I've been working so much that these days. I wake up, shower and rush off to work. The journey itself is so exhausting and when i get there, the workload is even more so. I stay late most days and by the time i get home, i'm too knackered to do anything else at all except maybe watch an episode or two of Skins and before i know it, it's tomorrow.
And i'm doing the same thing again.
Working Saturday nights make me feel like i dont have a weekend either..
These days i feel like it's pretty much all i know.
I enjoy doing it but i think it's about time to find an outlet outside of work to focus a little time on as well. I feel like i'm turning 40 already and it's scares the bullocks out of me.

I've been told that i've wasted years doing what i wanted and caring bullocks bout what was good for me so maybe all this is karma for the life i let myself have so far. I just hope this isnt all there is to it. I mean, there are worst things surely. right..right.

I get my music at home, when i find the energy for it.
I get to take breaks at work to write, to look at photos..to take some.
I love this job for that reason.
I've hated jobs before, not because of the job i have to do, but the people i have to answer to.

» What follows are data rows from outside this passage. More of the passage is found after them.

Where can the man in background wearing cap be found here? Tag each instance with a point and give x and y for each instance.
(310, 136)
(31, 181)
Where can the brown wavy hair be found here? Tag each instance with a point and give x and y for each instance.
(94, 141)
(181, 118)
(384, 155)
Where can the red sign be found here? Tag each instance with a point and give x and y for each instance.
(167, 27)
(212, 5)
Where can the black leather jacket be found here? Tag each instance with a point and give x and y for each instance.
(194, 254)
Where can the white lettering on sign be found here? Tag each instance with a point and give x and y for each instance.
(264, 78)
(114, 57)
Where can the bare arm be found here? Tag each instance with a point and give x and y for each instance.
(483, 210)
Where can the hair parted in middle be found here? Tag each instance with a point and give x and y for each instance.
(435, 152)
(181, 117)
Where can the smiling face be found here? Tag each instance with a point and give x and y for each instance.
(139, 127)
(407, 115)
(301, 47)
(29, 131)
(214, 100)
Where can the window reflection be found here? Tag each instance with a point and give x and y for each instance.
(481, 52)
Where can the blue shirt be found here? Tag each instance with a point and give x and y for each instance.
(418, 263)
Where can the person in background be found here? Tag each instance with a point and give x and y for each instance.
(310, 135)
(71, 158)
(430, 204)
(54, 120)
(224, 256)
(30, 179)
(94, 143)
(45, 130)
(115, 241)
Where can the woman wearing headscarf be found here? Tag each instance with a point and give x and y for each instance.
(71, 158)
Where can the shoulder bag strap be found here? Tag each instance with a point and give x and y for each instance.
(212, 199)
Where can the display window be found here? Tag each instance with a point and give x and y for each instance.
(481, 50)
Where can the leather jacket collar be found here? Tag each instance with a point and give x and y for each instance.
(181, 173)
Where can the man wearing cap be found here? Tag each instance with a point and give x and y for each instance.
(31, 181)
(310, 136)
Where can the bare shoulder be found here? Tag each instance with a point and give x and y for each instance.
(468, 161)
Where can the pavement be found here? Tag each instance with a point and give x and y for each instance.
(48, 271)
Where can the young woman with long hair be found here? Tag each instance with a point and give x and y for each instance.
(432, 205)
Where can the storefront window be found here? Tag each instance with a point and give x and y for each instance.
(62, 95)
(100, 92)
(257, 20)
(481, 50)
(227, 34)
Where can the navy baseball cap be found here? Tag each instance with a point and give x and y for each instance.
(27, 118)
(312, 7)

The people who believe that a person has no limits, no say..
I always wanted a place i could go to everyday, knowing what i had to complete before going home. and as long as i got that done, I was free.
I have that here. and it's what helps wake me up in the morning, put on heels that give my flat feet blisters, blueblacks and sores, take that hour and a half journey to work, stay 9 hours and come home again.